Enquanto Petro enfrenta as ameaças dos EUA, ele também se depara com um público inquieto, ávido por sinais de que a iniciativa Paz Total está melhorando a segurança e de que os grupos criminosos com os quais ele negocia não estão apenas prolongando o processo para manter o status quo.
O Ministério da Defesa registrou mais de 500 atos terroristas no período de um ano até setembro, quase quatro vezes o nível de três anos antes.
Outros indicadores, como extorsão e sequestro, também pioraram drasticamente desde o início da iniciativa Paz Total. Com o fortalecimento dos grupos criminosos, as pesquisas mostram que a segurança superou a economia entre as principais preocupações dos eleitores.
Se Petro não conseguir conquistar o apoio dos colombianos até as eleições do próximo ano, em março e maio, seus aliados provavelmente perderão cadeiras no Congresso e a presidência para candidatos conservadores que prometem interromper as negociações e enviar as Forças Armadas para combater os grupos com mais agressividade. O limite de mandatos impede Petro de concorrer novamente.
Coração da guerrilha
O Exército Nacional Bolivariano, ou CNEB, é uma das nove organizações criminosas em negociações com o governo e uma das duas únicas que entregaram munições.
Embora pouco conhecida fora dos círculos policiais, a milícia tornou-se um dos grupos criminosos mais ricos do mundo, à medida que seus combatentes consolidaram o domínio sobre grande parte de Nariño e Putumayo, as duas maiores províncias produtoras de cocaína da Colômbia.

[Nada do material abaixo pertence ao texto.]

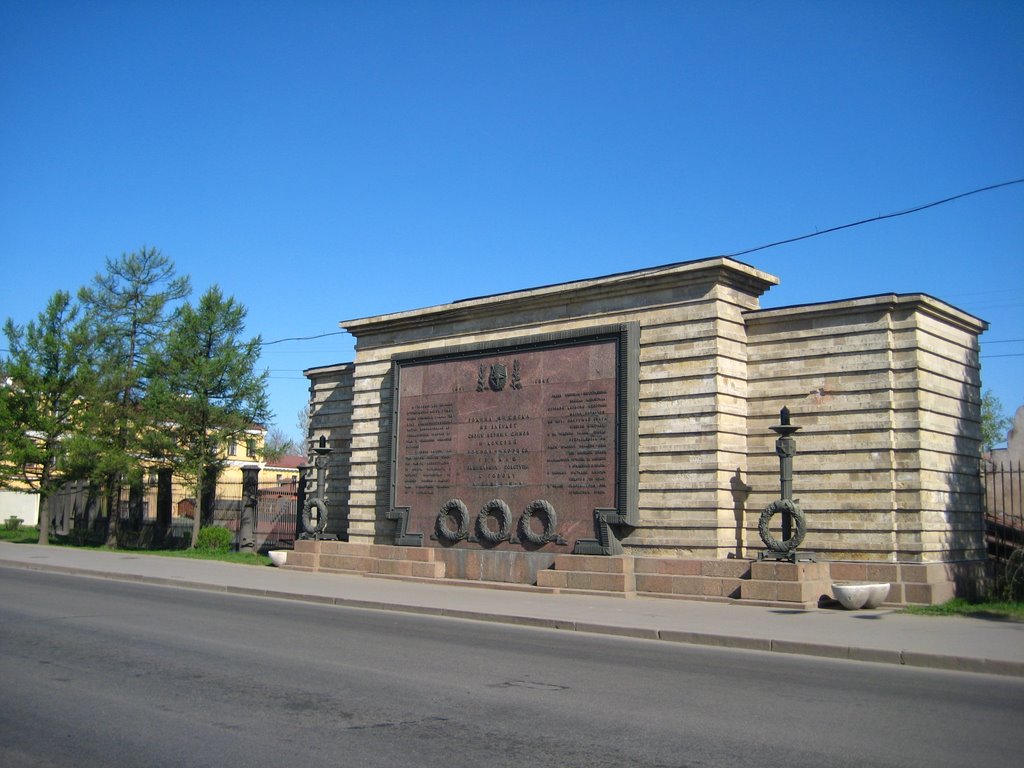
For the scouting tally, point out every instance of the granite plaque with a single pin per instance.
(511, 446)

A coca cultivada em território controlado pelos combatentes do grupo, na região fronteiriça perto do Equador, provavelmente é suficiente para produzir mais de um quinto de toda a cocaína na Colômbia, de acordo com Gerson Arias, analista da Fundación Ideas para la Paz, um centro de pesquisa com sede em Bogotá que monitora o conflito colombiano.
A atividade do CNEB é tão lucrativa que três dos comandantes do grupo disseram à Bloomberg News que, ao contrário de outros grupos semelhantes, eles não precisam se financiar com extorsão ou sequestro para obter resgate.
“No caso do lojista ou do taxista, ninguém paga sequer um peso”, disse José Vicente Lesmes, mais conhecido pelo seu pseudônimo Walter Mendoza, que chefia a equipe de negociação do grupo com o governo. Ele falou em entrevista no reduto do CNEB, perto da vila de Inda Zabaleta, na província de Nariño.
Sem a erradicação da coca, o processo de paz está fadado ao fracasso, já que outros grupos ocuparão o vácuo de poder para assumir o controle do negócio da cocaína, desencadeando outra disputa violenta pelo poder.
Combatentes a serviço do chefe conhecido como Ivan Mordisco têm, repetidamente, entrado em confronto com o CNEB, e provavelmente invadirão a área se tiverem oportunidade.
O grupo de Mordisco não participa das negociações de paz.